Zing Forum

Reading

NVLLM: A New Architecture for Edge Large Model Inference Based on 3D NAND

NVLLM achieves a breakthrough in efficiently running large models with 30B parameters on edge devices through its innovative architecture that offloads FFN computations to Flash storage while keeping attention computations in CMOS logic, delivering a 16-38x speedup compared to the A800 solution.

边缘计算大模型推理3D NAND存算一体AI芯片NVLLM端侧AI
Published 2026-04-28 22:26Recent activity 2026-04-29 11:00Estimated read 5 min
NVLLM: A New Architecture for Edge Large Model Inference Based on 3D NAND
1

Section 01

NVLLM: Introduction to the New Architecture for Edge Large Model Inference

NVLLM is a new architecture for edge large model inference based on 3D NAND. Its core innovation lies in offloading FFN computations to Flash storage while keeping attention computations in CMOS logic, enabling efficient operation of 30B-parameter models on edge devices. It delivers a 16-38x speedup compared to the A800 solution and addresses the memory-intensive bottleneck in edge inference.

2

Section 02

Background and Challenges of Edge Large Model Inference

Large language models face fundamental obstacles when running on edge devices: single-batch decoding is a memory-intensive task.

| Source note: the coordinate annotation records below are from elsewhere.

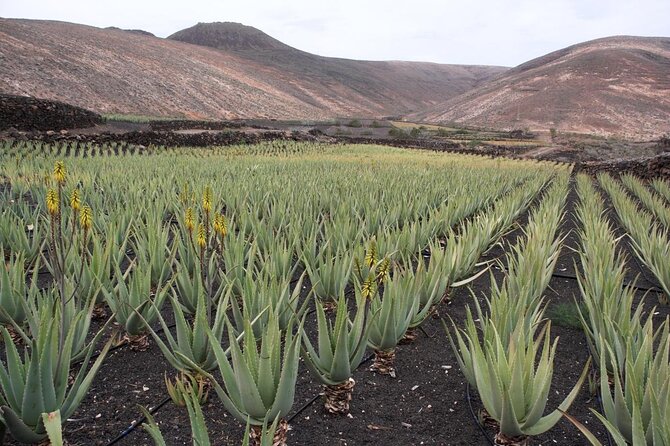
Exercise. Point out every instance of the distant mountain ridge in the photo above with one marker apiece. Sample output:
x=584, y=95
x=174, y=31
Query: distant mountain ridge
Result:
x=617, y=85
x=249, y=74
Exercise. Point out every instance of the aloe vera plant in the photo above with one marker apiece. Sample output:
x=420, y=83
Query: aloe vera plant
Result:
x=75, y=313
x=394, y=313
x=196, y=417
x=39, y=383
x=635, y=407
x=341, y=345
x=512, y=387
x=192, y=338
x=329, y=272
x=261, y=293
x=135, y=302
x=14, y=293
x=258, y=381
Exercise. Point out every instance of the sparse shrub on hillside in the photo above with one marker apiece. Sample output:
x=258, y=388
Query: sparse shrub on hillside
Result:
x=395, y=132
x=664, y=141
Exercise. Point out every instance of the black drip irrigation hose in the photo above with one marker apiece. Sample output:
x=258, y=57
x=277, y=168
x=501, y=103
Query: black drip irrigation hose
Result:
x=653, y=288
x=475, y=418
x=118, y=346
x=625, y=284
x=135, y=424
x=316, y=397
x=139, y=422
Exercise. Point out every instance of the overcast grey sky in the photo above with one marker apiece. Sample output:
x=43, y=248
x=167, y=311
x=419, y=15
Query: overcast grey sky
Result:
x=487, y=32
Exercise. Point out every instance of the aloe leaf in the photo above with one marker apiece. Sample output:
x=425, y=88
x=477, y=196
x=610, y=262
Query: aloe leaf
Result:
x=53, y=426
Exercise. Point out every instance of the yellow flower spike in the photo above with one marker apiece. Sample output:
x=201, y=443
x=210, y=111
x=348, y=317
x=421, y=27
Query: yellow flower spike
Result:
x=188, y=220
x=86, y=218
x=207, y=199
x=202, y=241
x=220, y=225
x=53, y=205
x=369, y=288
x=371, y=254
x=75, y=202
x=384, y=270
x=60, y=173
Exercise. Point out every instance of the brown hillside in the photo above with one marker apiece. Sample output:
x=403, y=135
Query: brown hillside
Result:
x=617, y=85
x=253, y=75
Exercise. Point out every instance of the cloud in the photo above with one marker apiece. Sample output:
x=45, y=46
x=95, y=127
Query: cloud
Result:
x=489, y=32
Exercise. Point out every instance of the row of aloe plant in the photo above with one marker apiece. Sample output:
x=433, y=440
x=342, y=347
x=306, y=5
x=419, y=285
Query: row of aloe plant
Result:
x=506, y=353
x=42, y=387
x=186, y=267
x=650, y=240
x=632, y=355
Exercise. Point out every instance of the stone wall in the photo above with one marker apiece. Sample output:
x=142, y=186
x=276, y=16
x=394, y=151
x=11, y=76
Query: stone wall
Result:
x=27, y=114
x=647, y=168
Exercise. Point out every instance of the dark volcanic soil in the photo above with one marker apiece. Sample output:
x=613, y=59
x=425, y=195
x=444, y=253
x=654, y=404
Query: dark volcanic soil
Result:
x=425, y=405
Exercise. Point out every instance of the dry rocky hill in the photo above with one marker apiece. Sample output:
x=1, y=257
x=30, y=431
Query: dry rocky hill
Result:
x=217, y=71
x=616, y=85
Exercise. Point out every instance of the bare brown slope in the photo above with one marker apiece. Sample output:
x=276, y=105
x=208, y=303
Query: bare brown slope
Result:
x=617, y=85
x=115, y=71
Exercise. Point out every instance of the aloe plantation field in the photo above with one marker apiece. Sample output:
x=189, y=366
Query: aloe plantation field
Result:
x=328, y=294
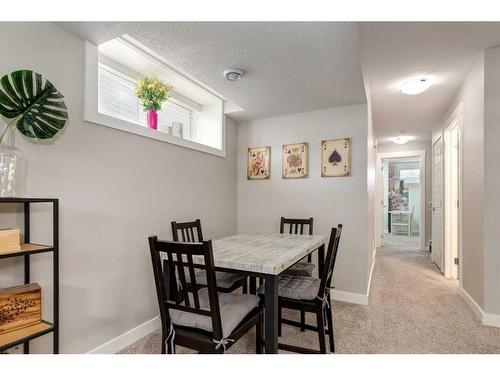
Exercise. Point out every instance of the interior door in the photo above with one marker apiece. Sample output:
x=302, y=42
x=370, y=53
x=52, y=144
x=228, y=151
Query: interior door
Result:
x=437, y=255
x=379, y=203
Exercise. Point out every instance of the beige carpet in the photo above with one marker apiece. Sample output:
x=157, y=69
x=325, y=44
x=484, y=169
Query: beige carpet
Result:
x=412, y=309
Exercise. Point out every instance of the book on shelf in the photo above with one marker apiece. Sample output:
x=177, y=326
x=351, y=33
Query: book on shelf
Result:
x=10, y=240
x=20, y=306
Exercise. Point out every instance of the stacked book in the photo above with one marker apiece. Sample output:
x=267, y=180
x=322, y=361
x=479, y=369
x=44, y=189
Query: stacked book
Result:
x=10, y=240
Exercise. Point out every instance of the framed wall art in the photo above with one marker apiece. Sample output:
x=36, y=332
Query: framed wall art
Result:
x=336, y=157
x=259, y=163
x=295, y=160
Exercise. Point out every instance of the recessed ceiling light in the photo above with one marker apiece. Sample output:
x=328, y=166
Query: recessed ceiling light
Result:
x=233, y=74
x=415, y=86
x=401, y=140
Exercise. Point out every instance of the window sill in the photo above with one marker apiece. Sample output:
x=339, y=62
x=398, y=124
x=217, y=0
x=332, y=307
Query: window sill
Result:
x=91, y=114
x=111, y=122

Limitations of existing solutions: GPU out-of-core inference is constrained by the overhead of transferring weights between DRAM and storage; SSD accelerators have low efficiency in storage access granularity and cannot balance low power consumption, latency, and throughput requirements.

3

Section 03

Core Architecture Design of NVLLM

  1. Task Separation: FFN (accounting for over 90% of parameters) is offloaded to 3D NAND for execution, while attention computations are retained in CMOS logic in conjunction with DRAM;
  2. Wafer-level 3D Integration: Multi-layer NAND arrays + on-chip computation pipelines + integrated ECC + dedicated buffer layers, bypassing the DRAM bottleneck;
  3. Dot Product Primitive Execution Engine: PE arrays directly read NAND data, ECC and computation are parallelized, and out-of-order scheduling maximizes bandwidth;
  4. KV Cache-Aware Scheduler: Attention weights are stored in DRAM, with intelligent prefetching and dynamic adjustment to maintain stable throughput.
4

Section 04

NVLLM Performance Evaluation Results

Evaluated on OPT and LLaMA series models:

  1. Comparison with A800: 16.7-37.9x speedup, attributed to eliminating weight transfer, in-storage computation, and high density of 3D NAND;
  2. Comparison with SSD-like designs: Up to 4.7x speedup with only a 2.7% increase in CMOS area overhead, demonstrating the advantages of vertical integration and co-design.
5

Section 05

Technical Significance and Industry Impact of NVLLM

  1. Storage-Compute Fusion: Breaks the von Neumann memory wall;
  2. Edge Deployment: Enables efficient operation of 30B-parameter models on edge devices;
  3. Energy Efficiency Ratio: Achieves an order-of-magnitude improvement by reducing data transfer;
  4. Commercialization: Mature wafer-level stacking technology paves the way for mass production.
6

Section 06

Limitations and Future Outlook of NVLLM

Current Limitations: DRAM demand for attention computation remains a bottleneck; 3D NAND write endurance limits model update frequency; Adaptation to MoE architectures requires further research. Outlook: Opens a new path for edge large model inference; storage-centric design may influence future AI chip architectures.